Weighting significance tests according to the appropriateness of their assumptions

Question

Consider a t-test of means. One formula for computing the p-value assumes equal variances. Another formula assumes unequal variances. With small sample sizes the tests can give quite different results and one can examine the variances to see which assumption is more prudent. An alternative would be to compute the p-values using both formulas and then compute a weighted sum of these where the weight is determined by the appropriateness of the assumption.

I have not seen it mentioned in any stats book. Is it an intrinsically bad idea? If not, is there a standard approach to this?

Answer 1

That is a clever idea but any idea that there is a standard approach or even ever will be is misplaced.

First of all if its a randomized study and you follow Fisher's argument (for what is called Fishers exact NULL) all parameters in both groups are exactly equal so one is testing for a possible difference in means given exactly the same variances.
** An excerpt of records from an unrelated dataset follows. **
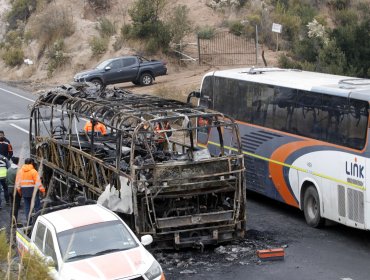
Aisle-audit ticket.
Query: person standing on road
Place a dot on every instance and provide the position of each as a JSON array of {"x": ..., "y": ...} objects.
[
  {"x": 4, "y": 165},
  {"x": 15, "y": 198},
  {"x": 6, "y": 148},
  {"x": 28, "y": 183}
]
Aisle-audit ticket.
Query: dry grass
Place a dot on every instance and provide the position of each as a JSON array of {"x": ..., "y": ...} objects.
[
  {"x": 170, "y": 92},
  {"x": 55, "y": 22}
]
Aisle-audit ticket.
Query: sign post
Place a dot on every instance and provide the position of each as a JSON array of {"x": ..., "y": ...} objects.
[{"x": 277, "y": 29}]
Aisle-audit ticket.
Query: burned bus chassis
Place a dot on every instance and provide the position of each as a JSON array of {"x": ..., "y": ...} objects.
[{"x": 182, "y": 194}]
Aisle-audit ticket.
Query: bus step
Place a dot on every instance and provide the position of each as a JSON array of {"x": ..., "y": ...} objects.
[{"x": 271, "y": 254}]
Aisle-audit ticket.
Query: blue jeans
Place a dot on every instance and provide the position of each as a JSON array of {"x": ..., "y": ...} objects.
[
  {"x": 27, "y": 204},
  {"x": 5, "y": 188}
]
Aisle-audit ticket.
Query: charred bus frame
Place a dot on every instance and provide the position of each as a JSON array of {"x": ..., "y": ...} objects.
[{"x": 183, "y": 194}]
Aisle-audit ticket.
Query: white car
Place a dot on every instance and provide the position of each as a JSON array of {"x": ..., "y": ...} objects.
[{"x": 90, "y": 242}]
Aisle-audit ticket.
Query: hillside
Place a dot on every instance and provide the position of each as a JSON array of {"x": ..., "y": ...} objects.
[
  {"x": 78, "y": 50},
  {"x": 318, "y": 51}
]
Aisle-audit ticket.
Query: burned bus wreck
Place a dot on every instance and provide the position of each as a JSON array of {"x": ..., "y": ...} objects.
[{"x": 154, "y": 166}]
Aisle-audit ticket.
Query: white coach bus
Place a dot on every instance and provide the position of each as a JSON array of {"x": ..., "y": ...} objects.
[{"x": 304, "y": 136}]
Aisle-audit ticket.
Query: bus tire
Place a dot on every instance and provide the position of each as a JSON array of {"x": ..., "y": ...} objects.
[{"x": 311, "y": 208}]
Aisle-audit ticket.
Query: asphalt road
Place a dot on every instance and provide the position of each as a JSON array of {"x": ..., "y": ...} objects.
[
  {"x": 14, "y": 117},
  {"x": 335, "y": 252}
]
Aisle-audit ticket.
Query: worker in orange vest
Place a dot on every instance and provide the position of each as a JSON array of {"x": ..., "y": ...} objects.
[
  {"x": 162, "y": 135},
  {"x": 28, "y": 184},
  {"x": 98, "y": 127}
]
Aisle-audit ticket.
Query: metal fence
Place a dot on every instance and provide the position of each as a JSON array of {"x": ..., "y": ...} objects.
[{"x": 226, "y": 48}]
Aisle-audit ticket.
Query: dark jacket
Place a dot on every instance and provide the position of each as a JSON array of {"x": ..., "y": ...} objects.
[
  {"x": 12, "y": 173},
  {"x": 6, "y": 148}
]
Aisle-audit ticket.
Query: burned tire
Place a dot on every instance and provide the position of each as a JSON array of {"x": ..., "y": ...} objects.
[
  {"x": 311, "y": 208},
  {"x": 146, "y": 79}
]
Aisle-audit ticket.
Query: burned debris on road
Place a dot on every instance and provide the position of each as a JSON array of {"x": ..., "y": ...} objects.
[{"x": 155, "y": 166}]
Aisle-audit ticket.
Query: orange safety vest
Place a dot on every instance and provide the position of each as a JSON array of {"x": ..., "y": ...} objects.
[
  {"x": 98, "y": 127},
  {"x": 27, "y": 179},
  {"x": 161, "y": 135}
]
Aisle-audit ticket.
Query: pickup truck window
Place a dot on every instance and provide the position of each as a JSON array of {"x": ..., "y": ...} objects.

Many statisticians and some Bayesians (e.g. Don Rubin) accept this as a sensible answer or approach.

Otherwise you have a composite NULL for which a fully satisfactory test needs to have the same type one error rate uniformly for all parameter values in the NULL (i.e. a similar test) and usually that is not possible. In particular, here it is known as the Fisher-Beren's problem which I believe remains an open question - is there a fully satisfactory test of a difference in means with arbitrary variances? There are lots of approximate methods that in differing ways come close, and I would bet one or more is based on a weighted sum of p_values.

In the Bayesian approach you run into difficult and confusing prior specifications :-(

In general, statistics is "all fully sorted out" only? when there is just one unknown parameter.

And the idea that you can include all uncertainties in say the construction of a test (even if you relax the requirement for similarity) or a prior is also I believe miss-placed. Alternatively, this paper argues that you should not expect or want to insure yourself against all uncertainties S Stigler. The changing history of robustness

Applying statistics means never being certain about your uncertainty assessments ;-)

Answer 2

Several points. There really aren't two t-tests (one for equal variances and one for unequal). If the two distributions are normal with unknown means and equal (but unknown) variance, the distribution of the test statistic has a t distribution under the null hypothesis of equal variances. The key point here is that the unknown variance does not figure in the distribution of the test statistic.

With 2 normals, unknown means and unknown but different variances, the obvious test statistic has a distribution that depends upon the ratio of the variances. This is the so-called Behrens-Fisher problem. The distribution of the test statistic under the null hypothesis of equal means depends on parameter values that are not known; so an exact rejection region cannot be constructed.

Walsh's test is basically a fudge. The test statistic makes intuitive sense; and one adjusts the degrees of freedom so that the result more or less follows a t distribution under the null. Which apparently, it does. Interestingly, R's t.test defaults to Walsh.

In any case, what you suggest would be a fudge applied to a fudge, and I am not sure what rationale in the theory of hypothesis testing would justify it. (Nice try, though).

The failure of Behrens-Fisher illuminates an important truth: when the variances are wildly different, comparing means probably does not make a huge amount of sense. If they are fairly close, Walsh will work.

When two distributions have different variances, you basically need to ask yourself what sort of differences between the underlying processes are of interest to you.

Reasonable approaches include:

• A non-parametric test.
• A variance stabilizing transformation
• Possibly a bootstrap estimate of some kind.

Answer 3

If you have multiple P-values (or equivalently, Z-stats), in order to combine them, you can either use Fisher's or Stouffer's formula.

Fisher's test results in a statistic $S = \sum_{i=1}^{N}-\log_{10}(P_i)$, which, under H0 is to $~\chi^2_{N-1}$. Stouffer's test results in a Z-statistic that is $\sum_{i=1}^NZ_i/\sqrt N$.